Later she texted me to say that she’d driven herself to the hospital (despite being incapable of handling a bicycle.) She was told she needed stitches, yet she refused. I suspect that it was her fiancé (about whom I knew nothing) who drove her there; I doubt either was keen for her to have a stitched-up face on their wedding day. Is that ironic? How she explained to him what had happened, I’ll never know. The expression ‘stitched up’ seems doubly fitting.

This was in May – or as the German Romantic poets would say, Im wundershönen monat Mai. Although it would be some months before I learned about her wedding, this was the start of a ‘Dichterliebe’ episode that, if nothing else, produced a tranche of words flowing from my pen as fast as the blood that dripped from her chin that portentous night in May.

One day, I may send the lot to her – or to him. Perhaps there are others who would like to know the Truth. One day, I might send the lot to them. For now, I will post them here.

 

 

And this is how it happens in Allegory

              Today we have discovered the truth:
                “Beware the flatterer… who spreads
                    a net for his neighbour’s feet.”


You will go on a long, long journey.
It may be by earth or air or sea
or possibly – to modernise the myth –
by train or tram or car or bicycle.
You will face challenges and obstacles;
inclement weather; or the roadways, rough
with dips and steps, will trip and throw you off.
You’ll lose your mind, but not the man you’re with.
You’ll meet along your journey characters
personified by adjectives; monsters,
demons, beasts, or words too strong to mention.
Your injuries you’ll shrug off with derision…
but not the memory of that contusion
that will bleed profusely for eleven days,
portentous.
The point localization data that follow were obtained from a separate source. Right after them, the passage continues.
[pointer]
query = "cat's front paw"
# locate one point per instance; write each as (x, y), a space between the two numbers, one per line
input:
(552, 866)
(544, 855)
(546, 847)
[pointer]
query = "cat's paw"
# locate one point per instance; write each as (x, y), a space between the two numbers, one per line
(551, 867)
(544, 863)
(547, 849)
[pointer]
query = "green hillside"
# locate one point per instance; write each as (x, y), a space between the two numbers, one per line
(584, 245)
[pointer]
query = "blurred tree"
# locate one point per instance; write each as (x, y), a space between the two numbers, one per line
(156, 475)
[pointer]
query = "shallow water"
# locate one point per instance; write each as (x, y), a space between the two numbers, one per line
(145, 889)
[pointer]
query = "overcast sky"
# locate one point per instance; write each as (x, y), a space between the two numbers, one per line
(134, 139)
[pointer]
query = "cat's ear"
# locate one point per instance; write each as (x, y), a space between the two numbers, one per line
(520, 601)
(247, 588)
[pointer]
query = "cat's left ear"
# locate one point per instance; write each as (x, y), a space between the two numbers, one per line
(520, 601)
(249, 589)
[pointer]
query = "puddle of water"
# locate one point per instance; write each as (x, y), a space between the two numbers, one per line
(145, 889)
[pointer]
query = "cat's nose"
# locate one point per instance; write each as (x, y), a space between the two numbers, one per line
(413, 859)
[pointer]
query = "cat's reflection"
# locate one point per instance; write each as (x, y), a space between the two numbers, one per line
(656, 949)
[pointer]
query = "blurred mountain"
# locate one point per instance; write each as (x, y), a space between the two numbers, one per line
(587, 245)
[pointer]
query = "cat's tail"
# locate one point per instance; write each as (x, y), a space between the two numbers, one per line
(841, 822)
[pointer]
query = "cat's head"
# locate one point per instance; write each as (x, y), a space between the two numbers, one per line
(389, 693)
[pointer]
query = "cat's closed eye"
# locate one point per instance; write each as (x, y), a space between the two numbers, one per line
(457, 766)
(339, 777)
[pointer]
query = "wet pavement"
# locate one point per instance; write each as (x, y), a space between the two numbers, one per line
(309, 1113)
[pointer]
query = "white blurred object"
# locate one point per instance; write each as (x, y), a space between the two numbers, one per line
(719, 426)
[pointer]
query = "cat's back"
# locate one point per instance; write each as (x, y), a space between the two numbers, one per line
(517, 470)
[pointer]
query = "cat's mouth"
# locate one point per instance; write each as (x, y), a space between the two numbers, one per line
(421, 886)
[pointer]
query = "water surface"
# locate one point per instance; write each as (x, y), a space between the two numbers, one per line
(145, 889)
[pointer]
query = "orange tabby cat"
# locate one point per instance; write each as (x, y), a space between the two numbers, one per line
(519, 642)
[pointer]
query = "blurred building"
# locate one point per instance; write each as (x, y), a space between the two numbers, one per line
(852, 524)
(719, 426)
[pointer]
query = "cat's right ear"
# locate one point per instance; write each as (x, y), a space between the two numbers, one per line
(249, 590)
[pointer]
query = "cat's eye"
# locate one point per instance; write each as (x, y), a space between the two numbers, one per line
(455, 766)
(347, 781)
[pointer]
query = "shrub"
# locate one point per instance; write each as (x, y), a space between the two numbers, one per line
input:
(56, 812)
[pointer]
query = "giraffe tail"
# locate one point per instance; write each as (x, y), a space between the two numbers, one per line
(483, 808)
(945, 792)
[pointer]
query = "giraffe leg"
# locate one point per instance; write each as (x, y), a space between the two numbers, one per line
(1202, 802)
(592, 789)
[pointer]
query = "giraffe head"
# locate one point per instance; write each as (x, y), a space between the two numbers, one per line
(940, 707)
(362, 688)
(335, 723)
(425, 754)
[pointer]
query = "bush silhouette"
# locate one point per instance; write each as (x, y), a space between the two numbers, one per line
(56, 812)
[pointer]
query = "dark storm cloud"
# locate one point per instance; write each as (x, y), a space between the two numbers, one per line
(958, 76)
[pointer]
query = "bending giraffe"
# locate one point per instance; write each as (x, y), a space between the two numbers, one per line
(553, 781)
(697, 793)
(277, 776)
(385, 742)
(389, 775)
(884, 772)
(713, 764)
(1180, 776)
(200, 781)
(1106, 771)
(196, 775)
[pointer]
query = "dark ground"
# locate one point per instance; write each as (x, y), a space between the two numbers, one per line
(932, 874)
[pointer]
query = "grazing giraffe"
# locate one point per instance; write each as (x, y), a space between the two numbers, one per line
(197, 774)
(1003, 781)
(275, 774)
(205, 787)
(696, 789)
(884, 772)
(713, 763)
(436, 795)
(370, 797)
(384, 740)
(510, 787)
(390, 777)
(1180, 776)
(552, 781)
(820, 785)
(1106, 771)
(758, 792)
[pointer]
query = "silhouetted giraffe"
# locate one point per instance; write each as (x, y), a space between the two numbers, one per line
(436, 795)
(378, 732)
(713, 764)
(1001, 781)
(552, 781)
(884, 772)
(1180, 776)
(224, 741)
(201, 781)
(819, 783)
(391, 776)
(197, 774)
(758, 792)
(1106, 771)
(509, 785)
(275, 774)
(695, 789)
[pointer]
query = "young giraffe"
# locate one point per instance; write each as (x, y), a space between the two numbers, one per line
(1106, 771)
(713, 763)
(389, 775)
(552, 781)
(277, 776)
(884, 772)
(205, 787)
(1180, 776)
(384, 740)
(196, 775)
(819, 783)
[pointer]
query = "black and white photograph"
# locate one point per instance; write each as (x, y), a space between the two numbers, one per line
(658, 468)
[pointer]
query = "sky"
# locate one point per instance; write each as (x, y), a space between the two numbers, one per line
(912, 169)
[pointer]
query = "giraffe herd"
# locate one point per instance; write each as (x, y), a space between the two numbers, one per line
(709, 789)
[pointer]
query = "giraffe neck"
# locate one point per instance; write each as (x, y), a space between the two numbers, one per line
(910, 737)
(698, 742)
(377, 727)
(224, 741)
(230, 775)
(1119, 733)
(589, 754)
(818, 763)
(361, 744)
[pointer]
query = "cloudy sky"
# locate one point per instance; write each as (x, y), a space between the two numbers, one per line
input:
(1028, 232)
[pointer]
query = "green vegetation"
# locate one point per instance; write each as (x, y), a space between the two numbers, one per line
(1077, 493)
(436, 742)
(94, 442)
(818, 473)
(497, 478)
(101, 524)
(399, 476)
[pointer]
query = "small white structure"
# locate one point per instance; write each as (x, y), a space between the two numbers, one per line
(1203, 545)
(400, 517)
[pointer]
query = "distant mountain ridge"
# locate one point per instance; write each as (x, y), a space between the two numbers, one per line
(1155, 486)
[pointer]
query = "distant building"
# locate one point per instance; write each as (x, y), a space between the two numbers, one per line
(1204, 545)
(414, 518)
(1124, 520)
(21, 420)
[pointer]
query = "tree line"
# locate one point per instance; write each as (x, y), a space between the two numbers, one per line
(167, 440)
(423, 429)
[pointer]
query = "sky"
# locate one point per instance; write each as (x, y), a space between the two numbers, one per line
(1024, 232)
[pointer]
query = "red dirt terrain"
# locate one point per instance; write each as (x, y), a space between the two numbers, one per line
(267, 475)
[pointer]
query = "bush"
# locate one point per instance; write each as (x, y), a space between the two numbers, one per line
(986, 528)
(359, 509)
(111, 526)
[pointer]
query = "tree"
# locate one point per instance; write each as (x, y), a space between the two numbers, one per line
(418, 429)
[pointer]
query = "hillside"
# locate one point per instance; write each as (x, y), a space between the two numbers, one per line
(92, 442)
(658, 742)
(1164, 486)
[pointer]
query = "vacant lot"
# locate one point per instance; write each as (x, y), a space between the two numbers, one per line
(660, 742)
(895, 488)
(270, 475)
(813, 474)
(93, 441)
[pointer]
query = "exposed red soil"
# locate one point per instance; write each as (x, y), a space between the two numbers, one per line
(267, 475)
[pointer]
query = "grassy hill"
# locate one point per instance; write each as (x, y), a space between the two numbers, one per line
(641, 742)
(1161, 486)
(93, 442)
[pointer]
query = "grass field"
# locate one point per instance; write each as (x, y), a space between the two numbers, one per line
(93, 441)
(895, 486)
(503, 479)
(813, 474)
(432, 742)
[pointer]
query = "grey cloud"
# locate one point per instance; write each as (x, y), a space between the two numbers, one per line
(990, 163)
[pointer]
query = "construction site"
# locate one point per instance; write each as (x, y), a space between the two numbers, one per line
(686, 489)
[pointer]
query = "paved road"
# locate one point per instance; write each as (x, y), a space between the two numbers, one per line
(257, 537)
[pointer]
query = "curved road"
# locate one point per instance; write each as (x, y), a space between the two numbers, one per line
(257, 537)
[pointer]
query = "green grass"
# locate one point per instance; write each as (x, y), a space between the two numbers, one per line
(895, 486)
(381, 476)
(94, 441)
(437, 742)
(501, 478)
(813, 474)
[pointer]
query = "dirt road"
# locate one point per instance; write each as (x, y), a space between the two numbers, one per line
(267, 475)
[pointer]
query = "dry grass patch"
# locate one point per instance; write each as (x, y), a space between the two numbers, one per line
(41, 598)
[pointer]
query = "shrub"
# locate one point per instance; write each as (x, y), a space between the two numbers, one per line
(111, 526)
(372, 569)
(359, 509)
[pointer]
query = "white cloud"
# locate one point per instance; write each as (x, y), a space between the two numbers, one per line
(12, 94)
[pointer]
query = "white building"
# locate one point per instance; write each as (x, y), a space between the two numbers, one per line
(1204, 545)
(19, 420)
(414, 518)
But you’ll press on anyway,
determined to complete your subtle mission.
There will be complications that will try
your metal, psychological and physical.
And  sometimes, lured by flattery,
or tempted by a voice that utterly
beguiles, you may return the compliment.
And as you spread your net (for it was meant
to be a double-trap) you’ll lose control
and fall headlong into your own hyperbole.
For on this trip, which from its conception
will be analogous with its deception,
you’ll find yourself, at last, relieved
to hold on to the one you most deceived.
It’s not the journey but the destination;
not the means that justifies your celebration,
but the end. You won’t have travelled far.
And yet your flesh will bear another’s scar.

 


For those unfamiliar with Schumann’s song cycle, Dichterliebe, here is a video. My poem summarises the whole piece, but adds a twist in the tale.
 

 
And this is how it happens in Lieder

                Es ist eine alte geschichte,
                Doch bleibt sie immer neu
                Und wem sie just passieret,
                Dem bricht das Herz entzwei.

 
A young man loves a maiden but –
to cut an old, old story short –
she loves somebody else. This doesn’t stop
him sing of flowers in bloom, of birdsong, spring;
his sighs become a choir of nightingales;
compares her to a dove, a rose, the sun,
and – most peculiarly – the Virgin Mary
(although to ‘plunge his soul into her lily’
is a euphemism only poetry
or Romantic Song would dare to sing.)
Naturally, the story ends in tears.
He passes by a wedding-feast and hears
the sound of pipes and drums, a string quartet,
and, wracked with grief that stars illuminate,
and morning summer sun will not forget,
the sad, pale man refuses yet to hate
the one who disabused him of her love;
he grudgingly concedes to her distress.
He calls upon her in his dreams and weeps,
throwing himself at her unforgiving feet;
is beckoned by the hand of fairy-tales
that ancient melodies delight to tease
as if the very flowers pity or please
the man. The white hand in the mist dissolves
as morning sun awakens his resolve
to sink the hurtful songs into the ocean – 
with them, his heavy heart, so deeply broken.
What happens to the girl, we’ll never know.
It is a tale repeated ever-new:
presumably, therefore, in time as she
regrets, she’ll ditch the ‘other man.’ And he
will also feel his heart breaking in two.


Do not fear - there will be more in February, when Saint Valentine pins his  flaccid tail to the donkey of idiotic, god-forsaken love.